His charm was nearly enough to make Carolina smile, but he was as dumb as a brick. He probably didn’t have much experience with puppies, either. “He already saw me. Don’t you remember? It was just before he tried to flatten me.”
“Maybe he didn’t see you well. You were standing in the shadows.”
“I’m not going out there, and that’s final.”
The building had stopped shaking, but they could still see the monster’s shadow cutting off the bright light from outside. A huge eye, bloodshot and grey, suddenly filled the hole, followed almost instantly by a huge hand, which squeezed through the opening and groped around, trying to catch them, to squeeze the life out of them. Carolina screamed, knowing it was a stupid thing to do, but still completely unable to make herself stop. At least she could take some comfort in the fact that, right beside her, Felipe was screaming in counterpoint.
They’d pressed themselves back as far as they could go, unconcerned about what the pool of foul-smelling liquid they were lying in might be made of. Despite cramming themselves into the deepest corner, it seemed that the fist would inevitably turn them to jelly. The monster was pushing it further and further into the opening. It was three meters away. Two.

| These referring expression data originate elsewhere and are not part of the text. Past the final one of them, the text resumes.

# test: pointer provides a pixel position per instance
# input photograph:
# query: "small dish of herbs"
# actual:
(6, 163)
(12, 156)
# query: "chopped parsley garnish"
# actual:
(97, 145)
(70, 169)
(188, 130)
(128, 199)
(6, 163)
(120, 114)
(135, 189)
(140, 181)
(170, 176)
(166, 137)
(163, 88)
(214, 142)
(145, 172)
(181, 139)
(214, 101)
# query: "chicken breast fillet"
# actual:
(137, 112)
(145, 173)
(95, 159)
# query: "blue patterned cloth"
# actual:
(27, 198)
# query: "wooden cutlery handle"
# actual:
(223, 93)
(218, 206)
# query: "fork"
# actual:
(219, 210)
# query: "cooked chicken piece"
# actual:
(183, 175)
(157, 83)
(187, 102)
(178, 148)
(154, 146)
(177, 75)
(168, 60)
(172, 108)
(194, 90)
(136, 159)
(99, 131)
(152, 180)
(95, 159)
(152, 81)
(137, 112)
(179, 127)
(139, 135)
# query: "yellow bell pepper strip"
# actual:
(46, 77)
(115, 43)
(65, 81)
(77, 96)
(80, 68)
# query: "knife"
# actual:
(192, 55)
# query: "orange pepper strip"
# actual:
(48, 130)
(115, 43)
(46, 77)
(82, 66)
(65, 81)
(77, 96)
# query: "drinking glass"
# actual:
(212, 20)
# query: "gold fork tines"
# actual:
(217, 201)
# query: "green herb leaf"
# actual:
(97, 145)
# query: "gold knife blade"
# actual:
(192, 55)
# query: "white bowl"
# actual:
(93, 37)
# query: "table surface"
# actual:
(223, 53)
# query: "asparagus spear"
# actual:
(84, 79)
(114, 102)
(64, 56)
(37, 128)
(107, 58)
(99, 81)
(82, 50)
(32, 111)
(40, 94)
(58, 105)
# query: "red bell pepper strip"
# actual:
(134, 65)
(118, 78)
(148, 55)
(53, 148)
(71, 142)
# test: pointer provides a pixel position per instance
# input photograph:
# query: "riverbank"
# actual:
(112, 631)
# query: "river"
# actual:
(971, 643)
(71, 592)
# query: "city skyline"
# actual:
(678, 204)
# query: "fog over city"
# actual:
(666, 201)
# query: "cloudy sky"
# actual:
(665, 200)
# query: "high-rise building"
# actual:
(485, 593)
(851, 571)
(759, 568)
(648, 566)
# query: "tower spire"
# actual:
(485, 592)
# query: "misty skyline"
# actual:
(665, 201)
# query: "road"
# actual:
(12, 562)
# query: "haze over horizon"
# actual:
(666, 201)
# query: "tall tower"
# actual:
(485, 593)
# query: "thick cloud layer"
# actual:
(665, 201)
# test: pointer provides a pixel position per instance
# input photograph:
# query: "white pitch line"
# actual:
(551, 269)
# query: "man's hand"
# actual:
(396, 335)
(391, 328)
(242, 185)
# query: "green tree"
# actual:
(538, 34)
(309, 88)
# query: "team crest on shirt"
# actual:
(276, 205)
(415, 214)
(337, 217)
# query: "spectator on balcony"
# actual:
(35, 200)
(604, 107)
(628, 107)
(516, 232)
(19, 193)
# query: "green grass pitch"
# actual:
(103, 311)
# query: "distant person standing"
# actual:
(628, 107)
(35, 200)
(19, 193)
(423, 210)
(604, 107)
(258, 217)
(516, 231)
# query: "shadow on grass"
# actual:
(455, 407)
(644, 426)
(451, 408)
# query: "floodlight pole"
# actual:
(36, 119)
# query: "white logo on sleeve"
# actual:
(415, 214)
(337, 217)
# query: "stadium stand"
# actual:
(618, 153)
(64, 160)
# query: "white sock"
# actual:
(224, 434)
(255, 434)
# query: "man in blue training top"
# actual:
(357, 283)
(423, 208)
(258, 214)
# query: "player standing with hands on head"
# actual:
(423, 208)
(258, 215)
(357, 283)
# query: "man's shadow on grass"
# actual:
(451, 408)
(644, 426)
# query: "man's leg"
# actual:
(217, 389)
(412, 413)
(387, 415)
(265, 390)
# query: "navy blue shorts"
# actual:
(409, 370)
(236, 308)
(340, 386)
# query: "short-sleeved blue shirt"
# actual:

Less than an arm’s length out, it stopped. The twists of the bunker’s interior had finally thwarted any further attempt to thrust the arm inside. They could hear the creature’s enraged grunts, feeling the building shaking all around them as the monster raged.
And, though she hated herself for it, Carolina buried her face in Felipe’s chest. She knew it was pathetic, but there was no helping it. She heard him chuckle. “I can’t believe you brought your purse,” he said, his typical male obliviousness not allowing him to spot the difference between a purse and a beach bag.
A pause ensued, as if the creature were distracted by something. The giant hand menacing them stayed suspended in midair, quivering slightly, smelling like rotten fish.
Suddenly, without warning, it retreated, leaving the opening free. As sunlight poured in, they could feel the building vibrating––not violently, but as though giant footsteps were moving away. A bellow of absolute rage reached them from what was unquestionably a good distance.